Suhoor is the time to start preparing for the days fast and you will hear a drummer reminding people that they must eat now as dawn is approaching and the fast will begin.


Eid-ul-Fitr

The end of Ramadan is marked by the celebration of Eid-ul-Fitr. Traditionally this is a family orientated day, when people visit their relatives and friends. Muslims go to special Eid prayers at the mosque in the morning to worship and give thanks, after which everyone wishes each other ‘ Eid mubarak ’, a blessed Eid. Muslims who can afford it give a special Eid day alms that goes to the poor, and may also give to charity in general. In addition, the yearly alms known as Zakat is often given on this day, which again goes to those in need. The rest of the day is spent eating celebratory foods and socialising. New clothes are usually worn and children are given some money and presents.

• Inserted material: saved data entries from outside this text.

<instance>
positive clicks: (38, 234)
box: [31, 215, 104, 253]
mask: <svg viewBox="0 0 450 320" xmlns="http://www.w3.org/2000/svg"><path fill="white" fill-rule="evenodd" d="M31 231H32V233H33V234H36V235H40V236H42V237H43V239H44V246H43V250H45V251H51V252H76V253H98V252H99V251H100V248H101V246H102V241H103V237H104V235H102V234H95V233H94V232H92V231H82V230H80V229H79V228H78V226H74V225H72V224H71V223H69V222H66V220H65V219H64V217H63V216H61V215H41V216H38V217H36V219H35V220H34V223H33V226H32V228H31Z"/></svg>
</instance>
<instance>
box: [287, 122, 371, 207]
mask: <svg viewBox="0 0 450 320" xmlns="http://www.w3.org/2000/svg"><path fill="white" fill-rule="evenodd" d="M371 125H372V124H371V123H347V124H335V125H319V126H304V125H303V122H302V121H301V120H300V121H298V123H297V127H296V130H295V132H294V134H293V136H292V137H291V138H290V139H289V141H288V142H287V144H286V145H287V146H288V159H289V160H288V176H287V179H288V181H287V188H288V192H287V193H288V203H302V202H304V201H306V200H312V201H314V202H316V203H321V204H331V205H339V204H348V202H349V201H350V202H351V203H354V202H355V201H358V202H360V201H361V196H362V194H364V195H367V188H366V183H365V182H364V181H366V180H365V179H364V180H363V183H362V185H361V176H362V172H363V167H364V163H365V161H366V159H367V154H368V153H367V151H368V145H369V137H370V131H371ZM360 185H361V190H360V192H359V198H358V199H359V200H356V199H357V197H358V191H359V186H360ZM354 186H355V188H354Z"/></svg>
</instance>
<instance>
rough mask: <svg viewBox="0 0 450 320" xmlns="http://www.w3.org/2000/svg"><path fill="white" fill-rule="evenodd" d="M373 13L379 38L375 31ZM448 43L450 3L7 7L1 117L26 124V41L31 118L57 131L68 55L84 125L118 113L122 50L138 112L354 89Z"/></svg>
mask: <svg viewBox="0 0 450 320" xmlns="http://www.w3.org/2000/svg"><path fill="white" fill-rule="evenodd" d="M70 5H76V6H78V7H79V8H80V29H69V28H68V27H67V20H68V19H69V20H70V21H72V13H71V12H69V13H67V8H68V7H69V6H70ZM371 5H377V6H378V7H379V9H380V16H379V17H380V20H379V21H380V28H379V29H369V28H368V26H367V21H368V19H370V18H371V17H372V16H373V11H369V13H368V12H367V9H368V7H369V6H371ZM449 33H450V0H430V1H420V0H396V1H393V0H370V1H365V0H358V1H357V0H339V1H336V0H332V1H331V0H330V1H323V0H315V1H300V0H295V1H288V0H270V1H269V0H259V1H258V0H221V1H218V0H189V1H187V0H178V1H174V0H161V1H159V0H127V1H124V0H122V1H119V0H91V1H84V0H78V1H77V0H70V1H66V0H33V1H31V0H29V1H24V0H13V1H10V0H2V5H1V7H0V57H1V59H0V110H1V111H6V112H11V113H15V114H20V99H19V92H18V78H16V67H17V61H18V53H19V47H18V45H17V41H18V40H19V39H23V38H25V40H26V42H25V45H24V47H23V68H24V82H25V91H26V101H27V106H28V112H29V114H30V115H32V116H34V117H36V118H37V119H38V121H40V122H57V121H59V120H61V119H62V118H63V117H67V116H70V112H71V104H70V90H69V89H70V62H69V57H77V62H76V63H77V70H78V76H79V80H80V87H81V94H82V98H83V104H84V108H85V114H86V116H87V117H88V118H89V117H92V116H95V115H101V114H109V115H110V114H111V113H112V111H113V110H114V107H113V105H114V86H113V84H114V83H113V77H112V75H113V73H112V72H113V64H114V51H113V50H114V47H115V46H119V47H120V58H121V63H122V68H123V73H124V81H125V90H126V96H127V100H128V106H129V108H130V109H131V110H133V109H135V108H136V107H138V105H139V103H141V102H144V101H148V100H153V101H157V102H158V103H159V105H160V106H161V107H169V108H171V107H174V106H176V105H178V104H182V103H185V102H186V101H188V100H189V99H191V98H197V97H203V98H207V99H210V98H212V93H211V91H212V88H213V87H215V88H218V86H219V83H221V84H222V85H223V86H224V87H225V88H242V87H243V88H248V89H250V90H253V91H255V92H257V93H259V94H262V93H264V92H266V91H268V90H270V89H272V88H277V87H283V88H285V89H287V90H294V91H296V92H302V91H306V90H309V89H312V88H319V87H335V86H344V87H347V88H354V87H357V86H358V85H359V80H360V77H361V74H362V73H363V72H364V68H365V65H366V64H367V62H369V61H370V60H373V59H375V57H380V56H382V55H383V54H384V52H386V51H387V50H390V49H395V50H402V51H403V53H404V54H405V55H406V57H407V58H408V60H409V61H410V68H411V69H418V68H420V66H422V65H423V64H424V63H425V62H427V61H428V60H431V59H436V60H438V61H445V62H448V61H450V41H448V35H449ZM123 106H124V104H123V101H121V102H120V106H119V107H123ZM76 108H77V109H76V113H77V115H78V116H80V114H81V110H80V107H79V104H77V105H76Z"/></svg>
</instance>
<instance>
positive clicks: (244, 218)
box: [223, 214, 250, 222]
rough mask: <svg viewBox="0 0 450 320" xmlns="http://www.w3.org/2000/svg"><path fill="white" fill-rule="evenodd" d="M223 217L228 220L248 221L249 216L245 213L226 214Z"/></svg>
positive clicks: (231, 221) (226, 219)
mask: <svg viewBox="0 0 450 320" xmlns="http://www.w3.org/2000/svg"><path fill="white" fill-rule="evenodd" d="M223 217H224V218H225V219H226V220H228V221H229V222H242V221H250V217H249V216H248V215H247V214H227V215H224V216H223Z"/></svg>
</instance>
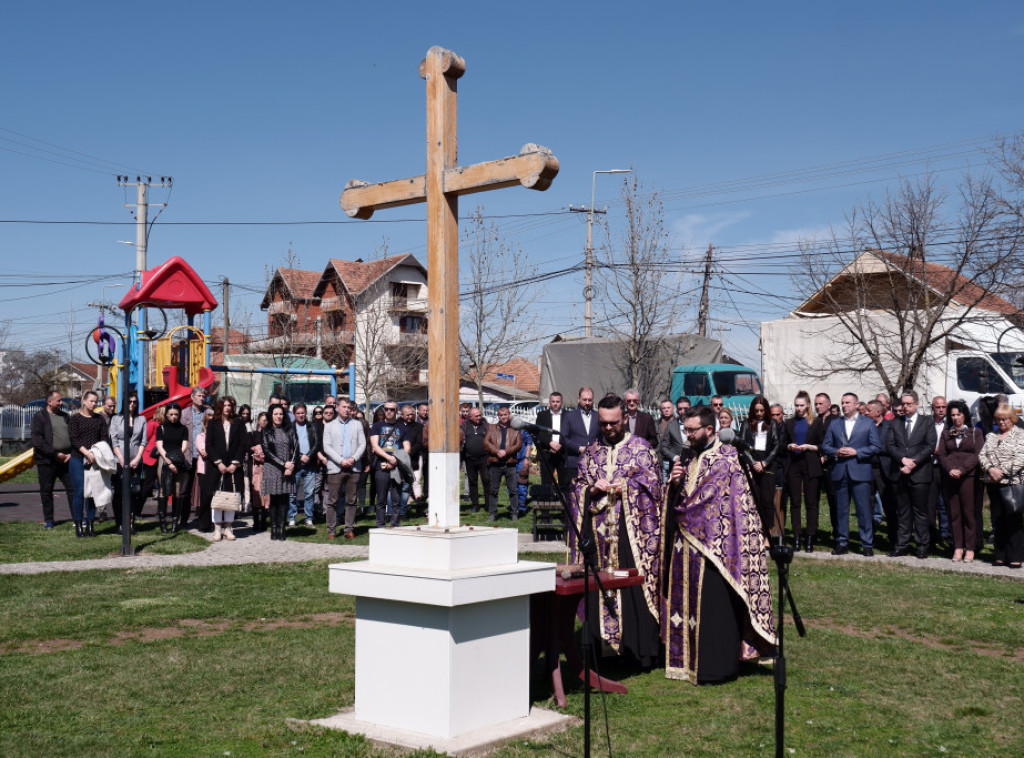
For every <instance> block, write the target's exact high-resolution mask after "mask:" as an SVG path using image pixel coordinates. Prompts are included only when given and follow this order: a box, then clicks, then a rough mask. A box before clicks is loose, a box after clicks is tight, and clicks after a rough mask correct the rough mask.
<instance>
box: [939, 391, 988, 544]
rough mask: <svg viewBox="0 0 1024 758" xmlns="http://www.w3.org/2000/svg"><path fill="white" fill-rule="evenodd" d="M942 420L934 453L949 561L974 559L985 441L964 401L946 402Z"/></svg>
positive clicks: (978, 524)
mask: <svg viewBox="0 0 1024 758" xmlns="http://www.w3.org/2000/svg"><path fill="white" fill-rule="evenodd" d="M946 422H947V423H946V428H945V429H943V430H942V435H941V436H940V437H939V447H938V448H937V449H936V455H937V456H938V459H939V465H940V466H941V467H942V490H943V493H944V494H945V498H946V507H948V508H949V528H950V530H951V531H952V533H953V562H959V561H961V560H963V561H964V562H966V563H970V562H972V561H973V560H974V552H975V551H974V547H975V542H976V540H977V530H978V527H979V524H978V523H977V522H976V521H975V518H974V514H975V507H974V499H975V492H976V490H977V483H978V454H979V453H980V452H981V448H982V446H983V445H984V444H985V435H984V434H983V433H982V432H981V430H980V429H976V428H975V427H974V426H972V425H971V410H970V409H969V408H968V407H967V404H966V403H965V402H964V401H950V402H949V406H948V408H947V409H946Z"/></svg>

As this is a family day and a celebration, people like to take time off work or university for the day.

I personally fast and find not eating is easy but I do struggle with not having water when I am thirsty and of course with this years fast being in the very hot month of August it will be a much bigger challenge.

Maiden


----------



## Leavingcairo (Jul 8, 2010)

Thanks - useful information.


----------



## Nadi (Jul 24, 2010)

Great , you do good advices to all here .. 

Thanks a lot .


----------